As fitness and wellness amenities continue to grow in importance for private clubs, ensuring fitness professionals are appropriately oriented and developed becomes critical to the success of the department.

Development needs to cover many bases from exercise programming to professional responsibilities, client education to client management, and more. The American College of Sports Medicine identifies four domains that must be mastered in order to be certified.

The primary source of staff development is through national certifications. However, it’s the wild, wild west out there. Becoming a personal trainer requires three things: a computer, access to the internet, and a credit card, and you could be certified by no less than six organizations.

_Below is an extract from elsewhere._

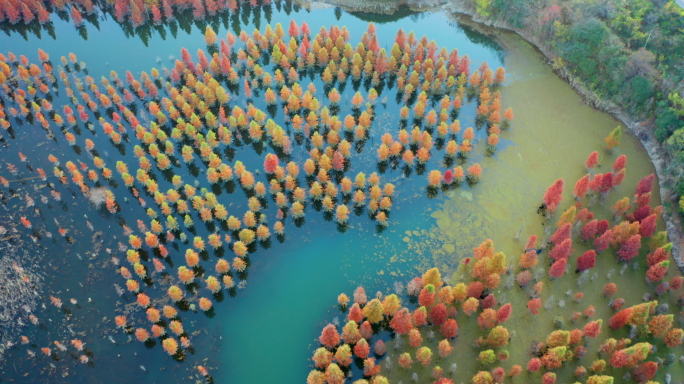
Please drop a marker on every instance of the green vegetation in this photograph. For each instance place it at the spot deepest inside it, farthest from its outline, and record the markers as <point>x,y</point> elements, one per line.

Once certified (even through a reputable agency like the ACSM, NSCA, or the NASM) the process of keeping the certification current requires just those three previously mentioned assets (computer, internet, credit card). And to top it off, continuing education courses very rarely advise on the business of fitness, and never talk about subjects related to the private club fitness industry.

Club Oriented Professional Development

1000 Hills Fitness started its own staff development program because high performing fitness professionals have trouble transitioning their skills into private clubs. They might be service-oriented, but lack the ability to pick up clients.

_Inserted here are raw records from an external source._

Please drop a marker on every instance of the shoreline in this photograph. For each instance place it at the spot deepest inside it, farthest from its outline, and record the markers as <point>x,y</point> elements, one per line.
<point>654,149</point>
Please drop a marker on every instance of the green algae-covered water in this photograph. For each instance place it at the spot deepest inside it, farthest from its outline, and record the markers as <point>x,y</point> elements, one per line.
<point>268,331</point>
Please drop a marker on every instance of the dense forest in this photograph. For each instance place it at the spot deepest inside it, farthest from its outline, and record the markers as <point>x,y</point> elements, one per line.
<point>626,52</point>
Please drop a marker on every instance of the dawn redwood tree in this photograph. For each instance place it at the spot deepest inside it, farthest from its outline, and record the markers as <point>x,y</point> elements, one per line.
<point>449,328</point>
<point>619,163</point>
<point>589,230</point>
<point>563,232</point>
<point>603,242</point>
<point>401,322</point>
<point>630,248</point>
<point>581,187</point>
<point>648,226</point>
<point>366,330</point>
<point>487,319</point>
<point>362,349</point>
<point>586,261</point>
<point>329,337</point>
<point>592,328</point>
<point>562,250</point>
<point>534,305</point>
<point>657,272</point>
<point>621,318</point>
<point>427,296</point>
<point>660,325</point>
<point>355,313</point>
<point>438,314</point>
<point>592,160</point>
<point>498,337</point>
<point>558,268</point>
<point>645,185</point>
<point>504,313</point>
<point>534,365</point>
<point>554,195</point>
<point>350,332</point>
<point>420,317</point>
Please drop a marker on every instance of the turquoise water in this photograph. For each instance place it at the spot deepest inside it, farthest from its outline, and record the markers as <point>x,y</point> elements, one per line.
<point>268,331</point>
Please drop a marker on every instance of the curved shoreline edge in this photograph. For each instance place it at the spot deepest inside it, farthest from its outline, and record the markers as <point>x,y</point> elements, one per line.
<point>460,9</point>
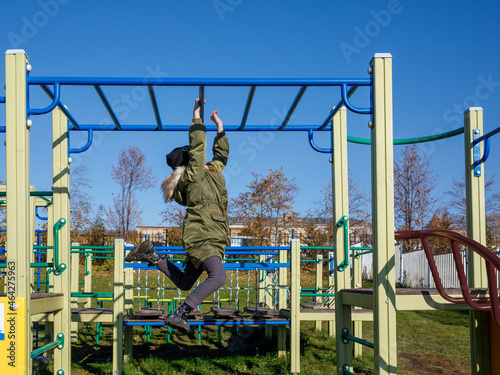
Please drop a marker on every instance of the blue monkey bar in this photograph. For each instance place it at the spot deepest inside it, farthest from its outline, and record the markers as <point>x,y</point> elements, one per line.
<point>347,88</point>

With over a decade of teaching and refining staff development for private clubs, this is a rare look into the 1000 Hills Fitness professional development program.

Building a successful personal training business has very little (if anything) to do with selecting complex exercises for your clients, bombarding them with information, or smashing them into physical oblivion.

Here are three key points we make in our professional development programs for clubs:

  1. The importance of a conversation

  2. What to do with pro hours

  3. Commitment to diverse programming

The Importance of a Conversation

Rarely does a member hire a personal trainer because of a flyer, or a poster, or a newsletter article, or a social media post, or even a promo. Personal training sales are personal. Members do not feel compelled to hire a trainer (as opposed to seeing one’s doctor). Nor do they generally want to hire a trainer (due to the cost and the overwhelming number of ways to get fit these days).

Members hire personal trainers they already know. Thence arise the importance of a conversation.

Convince your fitness pros that they need to talk to/connect to/get to know your members. Leave sales out of it. Teach rapport and the virtues of connecting with people (e.g., understanding, familiarity, and trust).

Rapport-building should be the central goal of every private club fitness pro’s work day. Every top performer we have seen at private and luxury commercial clubs is able to connect with people and befriend people very quickly. Some do it naturally, while others have to learn the skills (yes, they are teachable).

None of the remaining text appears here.